I ricordi di quel periodo sono rimasti vivi e chiari dentro di lei e sono arrivati attraverso i suoi racconti fino a me. Da sempre sento parlare della Villa Spada, dei soldati scozzesi a cavallo, di quando i tedeschi ammazzarono il loro vicino, del poeta che si innamorò di lei e le dedicò una poesia che parlava dei suoi capelli spettinati e di un partigiano, Antonio Farneti, che lei ricorda come Nino.
Nino le chiese se avesse voluto dargli una mano, se fosse stata disposta a portare dei messaggi con lui, perche girare con una bella e giovane ragazza lo avrebbe fatto sembrare meno sospetto agli occhi di chi cercava persone da accusare.
E così mia nonna pedalava con i messaggi destinati ai partigiani nelle scarpe, e ogni volta che incrociava qualcuno pretendeva di essere quello che veramente era, solo una ragazzina di 15 anni come tante altre in bicicletta.

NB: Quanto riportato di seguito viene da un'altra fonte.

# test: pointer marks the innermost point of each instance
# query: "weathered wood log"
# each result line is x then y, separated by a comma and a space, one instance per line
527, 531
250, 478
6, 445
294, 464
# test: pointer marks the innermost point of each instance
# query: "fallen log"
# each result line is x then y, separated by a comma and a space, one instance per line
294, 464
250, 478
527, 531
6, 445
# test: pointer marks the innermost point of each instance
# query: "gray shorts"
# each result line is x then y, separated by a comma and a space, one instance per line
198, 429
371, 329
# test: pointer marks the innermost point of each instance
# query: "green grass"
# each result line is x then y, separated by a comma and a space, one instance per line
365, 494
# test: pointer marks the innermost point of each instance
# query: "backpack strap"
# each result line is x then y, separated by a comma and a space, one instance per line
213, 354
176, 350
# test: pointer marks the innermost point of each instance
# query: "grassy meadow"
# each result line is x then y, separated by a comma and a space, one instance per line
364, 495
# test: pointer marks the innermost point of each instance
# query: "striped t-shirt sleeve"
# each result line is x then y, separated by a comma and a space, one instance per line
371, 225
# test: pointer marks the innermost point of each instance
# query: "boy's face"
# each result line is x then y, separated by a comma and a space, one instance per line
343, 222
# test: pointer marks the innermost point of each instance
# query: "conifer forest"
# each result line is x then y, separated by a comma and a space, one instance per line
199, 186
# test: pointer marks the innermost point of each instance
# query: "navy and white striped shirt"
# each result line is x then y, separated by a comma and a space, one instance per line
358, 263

E anche se dentro di sé quello che realmente sentiva era una paura sconfinata, continuava a pedalare, spinta dal coraggio e dalla consapevolezza che qualcosa, anche piccola, si dovesse pur fare in quel momento in cui il mondo stava andando al contrario.
Questa ricetta è sua, è venuta tempo fa qui a casa mia e l'abbiamo preparata insieme.
Ed a lei e tutti quelli che con il loro coraggio ci hanno portato a goderci questo giorno di festa e di libertà va il mio ringraziamento e il mio pensiero di oggi, nella speranza di non dimenticarli mai.
Buona festa di Liberazione.


Ingredienti

3 Cipolle dorate Bio
Olio evo
1/2 dado vegetale

Tempo: 45 min. circa

  • Si affettano le cipolle nel senso della lunghezza, avendo cura di affettarle molto sottili.
  • Si mettono in un pentolino abbastanza profondo e si aggiunge olio in abbondanza *calcolate circa 10/12 cucchiai 
  • Si fanno andare su fuoco medio sino a che iniziano a diventare bionde 
  • A questo punto si abbassa il fuoco, si aggiunge il dado, e un bicchiere di acqua.
  • Si lasciano cuocere sino a che saranno ben morbide, mescolando di tanto in tanto, per circa 35/40 minuti, aggiungendo un altro po' di acqua *circa un bicchiere, avendo cura di farla ritirare prima di spegnere il fuoco.  


8 commenti:

  1. Bellissimo post, bellissime foto, e che ricetta ricca (non di ingredienti, ma di storia e sentimenti)... Grazie!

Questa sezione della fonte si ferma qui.